- Original Italian film poster
- Italian: Da Corleone a Brooklyn
- Directed by: Umberto Lenzi
- Screenplay by: Umberto Lenzi; Vincenzo Mannino;
- Story by: Umberto Lenzi
- Produced by: Sandra Infascelli
- Starring: Maurizio Merli; Mario Merola; Van Johnson;
- Cinematography: Guglielmo Mancori
- Edited by: Eugenio Alabiso
- Music by: Franco Micalizzi
- Production company: Primex Italiana
- Distributed by: Variety Distribution
- Release date: 13 April 1979 (Italy);
- Running time: 95 minutes
- Country: Italy
- Box office: ₤398.6 million

= From Corleone to Brooklyn =

From Corleone to Brooklyn (Da Corleone a Brooklyn) is a 1979 Italian poliziottesco film directed and co-written by Umberto Lenzi, and starring Maurizio Merli, Mario Merola, Van Johnson, Biagio Pelligra, Venantino Venantini and Laura Belli. It was released in Italy by Variety Distribution on 13 April 1979.

==Plot ==
Italian police officer Giorgio Berni is seeking to arrest Sicilian mobster Michele Barresi, who is hiding in New York City under the name Vito Ferrando, for his role in the murder of Francesco Santoro. He plans to accomplish this by having a witness to the murder, Salvetore Scalia, testify against Barresi in court as evidence that Barresi was involved in the crime. On their way from Italy to New York. Berni and Scalia experience several lethal encounters with Barresi's men trying to prevent them from getting to Barresi.

Assuming that Salvetore Scalia is dead, as a result of a newspaper report put out by the police, Barresi has his sister Liana murdered so as to eliminate all witnesses to the murder of Santoro. While searching Liana's apartment, police find a plane ticket for New York. While leaving Liana's apartment a shootout breaks out between Barresi's men and Berni, resulting in the death of Giuseppe Caruso, and revealing that Salvetore Scalia is alive. In order to secure a safe hiding spot for Scalia, Berni takes him to the house of his ex-wife, Paola. After leaving Paola's house another firefight ensues with Barresi's men. Paola, Berni, and Scalia then stay in a hotel for the night. As they head to the airport the following day, the road is blocked by Barresi's men, where Berni commands Paola to speed through their barrier. From here, Berni and Scalia take a plane to New York.

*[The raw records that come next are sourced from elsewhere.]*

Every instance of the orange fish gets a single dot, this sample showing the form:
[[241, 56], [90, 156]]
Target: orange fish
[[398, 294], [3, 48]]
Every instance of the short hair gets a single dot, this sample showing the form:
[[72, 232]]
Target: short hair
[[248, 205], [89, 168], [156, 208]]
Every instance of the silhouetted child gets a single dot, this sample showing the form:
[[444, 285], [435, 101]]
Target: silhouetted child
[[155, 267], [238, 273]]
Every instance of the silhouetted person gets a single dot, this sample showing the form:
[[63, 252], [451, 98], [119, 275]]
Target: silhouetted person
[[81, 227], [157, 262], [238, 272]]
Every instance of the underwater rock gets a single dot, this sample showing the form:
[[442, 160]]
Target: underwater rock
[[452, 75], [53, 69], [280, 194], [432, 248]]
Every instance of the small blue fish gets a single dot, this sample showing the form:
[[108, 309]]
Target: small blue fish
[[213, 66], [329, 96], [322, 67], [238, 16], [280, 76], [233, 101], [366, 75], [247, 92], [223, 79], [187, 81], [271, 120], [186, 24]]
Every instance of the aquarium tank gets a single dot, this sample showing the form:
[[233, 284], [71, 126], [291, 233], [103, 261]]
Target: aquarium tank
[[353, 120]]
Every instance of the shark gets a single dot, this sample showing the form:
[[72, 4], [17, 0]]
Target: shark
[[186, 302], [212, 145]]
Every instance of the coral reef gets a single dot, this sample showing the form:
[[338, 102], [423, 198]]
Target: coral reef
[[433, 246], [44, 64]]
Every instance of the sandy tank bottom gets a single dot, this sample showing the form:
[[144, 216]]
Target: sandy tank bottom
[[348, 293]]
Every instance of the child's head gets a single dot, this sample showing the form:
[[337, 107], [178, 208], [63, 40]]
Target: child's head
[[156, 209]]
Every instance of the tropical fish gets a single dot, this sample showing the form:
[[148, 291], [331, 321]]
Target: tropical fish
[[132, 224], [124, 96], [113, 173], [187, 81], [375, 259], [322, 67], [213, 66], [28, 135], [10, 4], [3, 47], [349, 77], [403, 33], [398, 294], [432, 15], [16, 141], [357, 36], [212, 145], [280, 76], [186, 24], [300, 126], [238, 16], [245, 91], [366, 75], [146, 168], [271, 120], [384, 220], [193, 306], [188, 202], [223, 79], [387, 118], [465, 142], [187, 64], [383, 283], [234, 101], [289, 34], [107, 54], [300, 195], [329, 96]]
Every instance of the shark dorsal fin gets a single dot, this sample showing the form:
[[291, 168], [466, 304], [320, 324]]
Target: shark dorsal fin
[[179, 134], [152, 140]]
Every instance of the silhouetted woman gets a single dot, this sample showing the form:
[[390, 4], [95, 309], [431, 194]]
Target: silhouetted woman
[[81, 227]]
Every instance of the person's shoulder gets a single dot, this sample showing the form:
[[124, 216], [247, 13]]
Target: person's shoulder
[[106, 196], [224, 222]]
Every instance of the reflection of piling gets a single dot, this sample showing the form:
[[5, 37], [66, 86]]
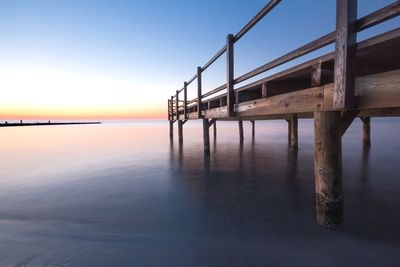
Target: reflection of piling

According to plan Scalia and Berni take refuge in a hotel the evening before they plan to testify against Barresi. After realizing that the man guarding the door is missing, Berni must take Scalia somewhere else to hide. He takes him to Joe's Restaurant and Pizzeria, where the head of the restaurant, Luigi, allows them to hide in his apartment upstairs. Meanwhile, two of Barresi's men enter the restaurant aiming to murder Berni and Scalia. However, a group of robbers enter immediately after, prompting Barresi's men to engage in shootout with the robbers, then flee the scene. Berni and Scalia exit Joe's Restaurant to track down the two men who left the restaurant, but are instead ambushed by a street gang. Police arrive to the scene of the ambush, where they arrest Berni and Scalia after receiving a report of two dangerous men, one armed, in the area. They do not initially believe that Berni is an Italian police officer. After Berni convinces them to take him to Lieutenant Sturges, who is sitting on the court case of Barresi, Berni and Scalia are free to begin their testimony against Barresi. When Scalia takes the stand to testify against Barresi, however, he claims that he does not know the man and has never seen him in his life, causing the judge to order Barresi to be set free.

Outside the court house, Scalia is shot dead by a gunman on the roof, revealed to be a clerk working at the hotel in which Berni and Scalia stayed when they first arrived in New York. The film ends with Berni searching Scalia's jacket pockets and finding a note stating that, if he were to die, let it be known that the man who goes by Vito Ferrando is actually Michele Barresi, providing Berni with the evidence he needs to bring Barresi down. Scalia arrests Barresi and says he's bringing him to Italy to stand trial. A defiant Barresi tells Scalia that he doubts whether they'll make it back there.

==Release==
From Corleone to Brooklyn was released theatrically in Italy on 13 April 1979, distributed by Variety. The film grossed 398.6 million Italian lira.